EXHIBIT 10.16
THIS NOTE HAS NOT BEEN REGISTERED UNDER THE SECURITIES ACT OF 1933, AS AMENDED
(THE "ACT"), OR UNDER ANY APPLICABLE STATE OR FEDERAL SECURITIES LAW. NO OFFER,
SALE, TRANSFER, PLEDGE, HYPOTHECATION OR OTHER DISPOSITION OF THIS NOTE MAY BE
MADE WITHOUT THE PRIOR WRITTEN CONSENT OF THE MAKER OF THIS NOTE, AND, IF SUCH
CONSENT IS GIVEN, UNLESS THE NOTE IS REGISTERED UNDER THE ACT AND ANY OTHER
APPLICABLE SECURITIES LAW,OR AN EXEMPTION FROM ANY SUCH REGISTRATION
REQUIREMENTS IS APPLICABLE TO SUCH TRANSACTION. THE PAYMENTS TO BE MADE UNDER
THIS NOTE ARE SUBJECT TO ANY COUNTERCLAIM, ANY RIGHT OF SET-OFF, ANY RIGHT OF
RECOUPMENT OR ANY OTHER CLAIM THAT THE MAKER OF THIS NOTE MAY HAVE AGAINST ANY
HOLDER OR ANY PRIOR HOLDER OF THIS NOTE, WHENEVER ARISING.
NON-NEGOTIABLE
PROMISSORY NOTE
Amount: $89,640 Date: August 8, 1997
1. General. FOR VALUE RECEIVED, Xxxxxxx X. Xxxxxx ("Maker") promises to
pay to the order of DA INTERNATIONAL, INC. ("Payee"), at 00000 X.X. Xxxxxxx,
Xxxxx 000 Xxxxxxx, Xxxxx 00000, or at such other place as may be designated in
writing by Payee, the principal sum of Eighty Nine Thousand Six Hundred Forty
Dollars ($89,640) (the "Principal Amount") in a single payment on the earlier to
occur of (a) the closing of a public offering of the Payee's shares of common
stock, (b) the closing of a transaction for the sale of substantially all of
Payee's assets to an independent third party, or (c) June 30, 2001. Interest on
the outstanding Principal Amount shall accrue at a rate per annum equal to the
Prime Rate (as defined below) plus 0.25%, in arrears, and shall be payable on or
before the first day of each calendar quarter beginning on October 1, 1997. As
used in this Note, "Prime Rate" shall mean, for each calendar quarter, the prime
rate of interest as listed in The Wall Street Journal for the first business day
of such calendar quarter. Notwithstanding anything to the contrary contained in
this Note, the effective rate of interest under this Note shall not exceed the
lesser of ten percent (10%) or the maximum rate of interest permitted from time
to time by applicable law or regulation. Amounts received by Payee in excess of
such highest rate of interest shall be considered reductions to principal to the
extent of such excess.
2. Prepayment. This Note may be prepaid in full or in part without
premium or penalty. Any such prepayments shall first be applied against accrued
interest and thereafter against any unpaid Principal Amount.
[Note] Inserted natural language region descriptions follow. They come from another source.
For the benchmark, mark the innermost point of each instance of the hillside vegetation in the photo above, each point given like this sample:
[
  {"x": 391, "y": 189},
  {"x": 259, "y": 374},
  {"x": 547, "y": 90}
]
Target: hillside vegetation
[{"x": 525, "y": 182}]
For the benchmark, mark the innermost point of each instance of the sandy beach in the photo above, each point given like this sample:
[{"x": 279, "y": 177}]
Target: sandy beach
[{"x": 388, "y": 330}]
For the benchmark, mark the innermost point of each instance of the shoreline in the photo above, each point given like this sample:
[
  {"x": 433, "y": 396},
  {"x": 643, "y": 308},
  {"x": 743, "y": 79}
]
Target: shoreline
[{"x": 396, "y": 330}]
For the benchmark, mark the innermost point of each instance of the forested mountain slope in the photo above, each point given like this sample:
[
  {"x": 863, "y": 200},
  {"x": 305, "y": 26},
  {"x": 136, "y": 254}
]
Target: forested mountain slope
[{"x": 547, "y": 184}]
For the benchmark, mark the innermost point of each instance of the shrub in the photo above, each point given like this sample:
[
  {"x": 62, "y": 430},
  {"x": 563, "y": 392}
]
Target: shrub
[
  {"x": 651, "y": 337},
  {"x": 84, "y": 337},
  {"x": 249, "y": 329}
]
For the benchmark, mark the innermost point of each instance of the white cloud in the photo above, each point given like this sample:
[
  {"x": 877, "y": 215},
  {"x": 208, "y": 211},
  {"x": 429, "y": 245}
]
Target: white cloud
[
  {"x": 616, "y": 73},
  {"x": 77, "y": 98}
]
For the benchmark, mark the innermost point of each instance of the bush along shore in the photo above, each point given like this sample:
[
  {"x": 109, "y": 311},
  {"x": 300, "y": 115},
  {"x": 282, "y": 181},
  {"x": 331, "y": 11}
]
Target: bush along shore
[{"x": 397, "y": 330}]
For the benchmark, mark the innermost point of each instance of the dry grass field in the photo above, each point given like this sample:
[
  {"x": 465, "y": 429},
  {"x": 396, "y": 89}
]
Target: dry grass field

3. Default. In the event of a default in payment of principal or
interest under this Note, the entire outstanding principal amount of this Note,
plus interest thereon, will become immediately due and payable upon written
demand by Payee. A "default in payment" is defined as any payment required to be
made under this Note that is not made within fifteen (15) days of the due date,
which payment remains unpaid for fifteen (15) days after Maker's receipt of
written notice from Payee thereof. Maker hereby waives presentment, protest,
notice of protest, and notice of dishonor.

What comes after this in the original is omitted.